Here is what you’ll need to make these zucchini vegetarian waffles:

Ingredients-to-make-zucchini-vegetarian-waffles
  • Zucchini: The main star ingredient for these cheesy waffles.
  • Flour: I used all purpose flour for these waffles.
  • Egg: Used as a binder to help hold the waffles together.
  • Shredded Cheese: Used to add flavor to these zucchini waffles. I used 4-cheese Mexican blend for added flavor, but you may use any type of cheese.
  • Parmesan Cheese: For a sharp added flavor to the waffles.
  • Salt/Pepper: Optional for added flavor!

PROCESS

  1. Shred the zucchini using a cheese grater. I used the smallest sized holes on a box grater to get the mixture to be as smooth as possible, but if you prefer larger chunks of zucchini in the waffles, use a larger sized hole on the grater. You should end up with about 1 cup of packed shredded zucchini.
  2. Use your hands or a towel to squeeze out as much moisture from the zucchini as possible. You may also place the zucchini over a sieve and use the back of a spoon to press down on it to remove the moisture. Once you remove the moisture, you should end up with a little over 1/2 cup of packed shredded zucchini.
  3. Add the zucchini to a bowl along with the other ingredients. Mix well until combined. It may seem very dry to mix at first, but it will come together as you stir it all together. The mixture will be thick but should be well combined.
  4. Pour a thin layer of batter into a preheated waffle iron and cook according to your waffle maker’s instructions. I used a mini waffle maker and it took about 3 minutes for each waffle to cook.
Step to make zucchini waffles

STORAGE INSTRUCTIONS

Once the waffles cool completely, store them in an airtight container for up to 2 days in the refrigerator. To freeze, store in a freezer-safe Ziploc bag with parchment paper-lined between each waffle for up to 2 months. Reheat waffles in a toaster for a few minutes for the best texture!

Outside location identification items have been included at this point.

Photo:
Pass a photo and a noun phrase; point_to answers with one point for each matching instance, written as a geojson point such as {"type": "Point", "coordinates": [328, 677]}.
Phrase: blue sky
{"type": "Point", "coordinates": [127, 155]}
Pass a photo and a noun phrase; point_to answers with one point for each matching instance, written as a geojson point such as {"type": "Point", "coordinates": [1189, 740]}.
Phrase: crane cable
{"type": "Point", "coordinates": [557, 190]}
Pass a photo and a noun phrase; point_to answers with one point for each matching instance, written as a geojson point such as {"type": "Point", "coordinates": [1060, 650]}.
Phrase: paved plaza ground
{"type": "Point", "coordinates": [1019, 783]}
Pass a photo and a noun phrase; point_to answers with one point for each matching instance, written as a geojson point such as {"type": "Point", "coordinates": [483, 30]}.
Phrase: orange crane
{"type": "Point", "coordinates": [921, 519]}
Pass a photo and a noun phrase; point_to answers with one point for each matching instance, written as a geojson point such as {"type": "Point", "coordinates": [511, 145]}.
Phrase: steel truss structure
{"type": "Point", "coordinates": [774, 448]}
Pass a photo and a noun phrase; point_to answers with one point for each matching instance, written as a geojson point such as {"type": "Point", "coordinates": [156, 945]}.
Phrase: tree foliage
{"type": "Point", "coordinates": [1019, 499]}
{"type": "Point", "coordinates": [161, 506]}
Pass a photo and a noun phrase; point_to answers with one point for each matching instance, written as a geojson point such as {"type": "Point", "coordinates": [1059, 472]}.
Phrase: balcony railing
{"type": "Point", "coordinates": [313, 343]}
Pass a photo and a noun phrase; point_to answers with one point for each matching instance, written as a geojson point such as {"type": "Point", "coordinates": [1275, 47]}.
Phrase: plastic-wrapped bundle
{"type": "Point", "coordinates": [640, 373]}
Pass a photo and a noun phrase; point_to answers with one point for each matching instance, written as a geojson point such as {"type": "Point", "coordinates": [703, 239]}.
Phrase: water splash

Cheesy-zucchini-waffles-stacked

SUBSTITUTIONS

  • Egg: For an egg-free version, substitute the egg with a flax egg by mixing one tablespoon of ground flaxseed meal with three tablespoons of water and letting it sit in the fridge for 15 minutes to set and thicken.
  • Cheese: You may replace the cheese with dairy-free shredded cheese.
  • All-purpose flour: You may replace the all-purpose flour with whole wheat flour. You may also replace it with oat flour, the texture will just be slightly different.
Cheesy-Zucchini-waffles

RECIPE NOTES

  • The cook time will vary depending on your waffle maker. I used a mini waffle maker which took only 2-3 minutes to fully cook.
  • These waffles are soft-textured and perfect for babies. If you prefer something a little crispier, toast them for a couple of minutes.
  • Depending on the type of waffle maker you have to prevent sticking, you may need to spray your waffle iron with a little cooking spray. I love using this mini waffle maker or this multi mini waffle maker to make small eggo-sized waffles and no spraying is needed!
Cheesy-zucchini-waffles-lunch

Got extra zucchini on hand? Here are some other zucchini-based recipes that you may like!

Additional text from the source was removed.